7 Ways To Have More Confident Body Language

7 Ways To Have More Confident Body Language

The popular idiomatic saying that “actions speak louder than words” has been around for centuries, but even to this day, most people struggle with at least one area of nonverbal communication. Consequently, many of us aspire to have more confident body language but don’t have the knowledge and tools necessary to change what are largely unconscious behaviors.

Given that others’ perceptions of our competence and confidence are predominantly influenced by what we do with our faces and bodies, it’s important to develop greater self-awareness and consciously practice better posture, stance, eye contact, facial expressions, hand movements, and other aspects of body language.

Posture

First things first: how is your posture? Let’s start with a quick self-assessment of your body.

  • Are your shoulders slumped over or rolled back in an upright posture?
  • When you stand up, do you evenly distribute your weight or lean excessively to one side?
  • Does your natural stance place your feet relatively shoulder-width apart or are your feet and legs close together in a closed-off position?
  • When you sit, does your lower back protrude out in a slumped position or maintain a straight, spine-friendly posture in your seat?

All of these are important considerations to make when evaluating and improving your posture and stance, which will lead to more confident body language over time.
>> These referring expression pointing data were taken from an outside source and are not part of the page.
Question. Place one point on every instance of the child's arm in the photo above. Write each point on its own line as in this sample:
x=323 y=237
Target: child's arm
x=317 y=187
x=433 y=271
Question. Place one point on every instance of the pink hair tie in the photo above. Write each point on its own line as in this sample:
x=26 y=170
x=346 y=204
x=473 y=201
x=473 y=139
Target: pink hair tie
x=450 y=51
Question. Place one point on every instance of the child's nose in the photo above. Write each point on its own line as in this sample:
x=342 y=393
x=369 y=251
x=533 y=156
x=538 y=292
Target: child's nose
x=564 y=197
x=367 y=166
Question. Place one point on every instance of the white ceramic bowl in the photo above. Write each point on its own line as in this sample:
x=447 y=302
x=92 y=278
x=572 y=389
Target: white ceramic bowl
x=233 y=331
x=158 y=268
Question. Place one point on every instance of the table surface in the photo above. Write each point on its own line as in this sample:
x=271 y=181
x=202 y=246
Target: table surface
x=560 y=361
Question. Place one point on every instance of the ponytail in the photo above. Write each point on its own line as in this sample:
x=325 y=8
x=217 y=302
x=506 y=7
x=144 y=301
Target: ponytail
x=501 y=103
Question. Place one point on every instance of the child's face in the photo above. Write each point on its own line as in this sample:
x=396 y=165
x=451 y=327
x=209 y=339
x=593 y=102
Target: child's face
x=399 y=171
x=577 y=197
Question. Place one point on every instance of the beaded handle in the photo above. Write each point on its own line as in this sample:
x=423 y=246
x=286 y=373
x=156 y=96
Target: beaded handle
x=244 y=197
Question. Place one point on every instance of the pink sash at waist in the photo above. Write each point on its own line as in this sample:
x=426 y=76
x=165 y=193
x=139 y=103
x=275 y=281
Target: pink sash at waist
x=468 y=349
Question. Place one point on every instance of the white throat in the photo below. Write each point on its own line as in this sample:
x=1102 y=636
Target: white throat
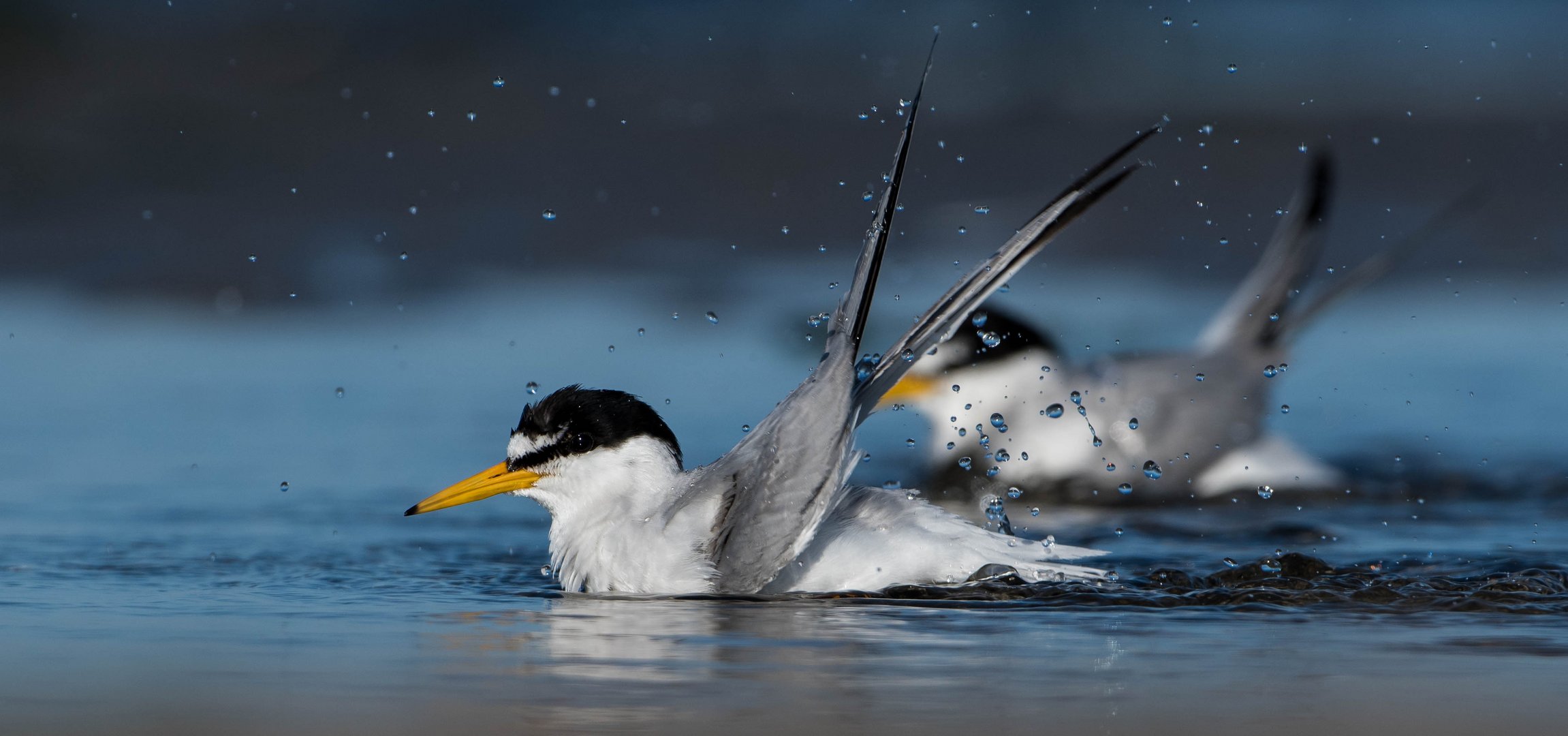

If you routinely struggle with maintaining good posture, consider buying a posture trainer/corrector, consulting a chiropractor or physical therapist, stretching daily, and strengthening both your core and back muscles.

Facial Expressions

Are you prone to any of the following in personal or professional settings?

  • Bruxism (tight, clenched jaw or grinding teeth)
  • Frowning and/or furrowing brows
  • Avoiding direct eye contact and/or staring at the ground

If you answered “yes” to any of these, then let’s start by examining various ways in which you can project confident body language through your facial expressions.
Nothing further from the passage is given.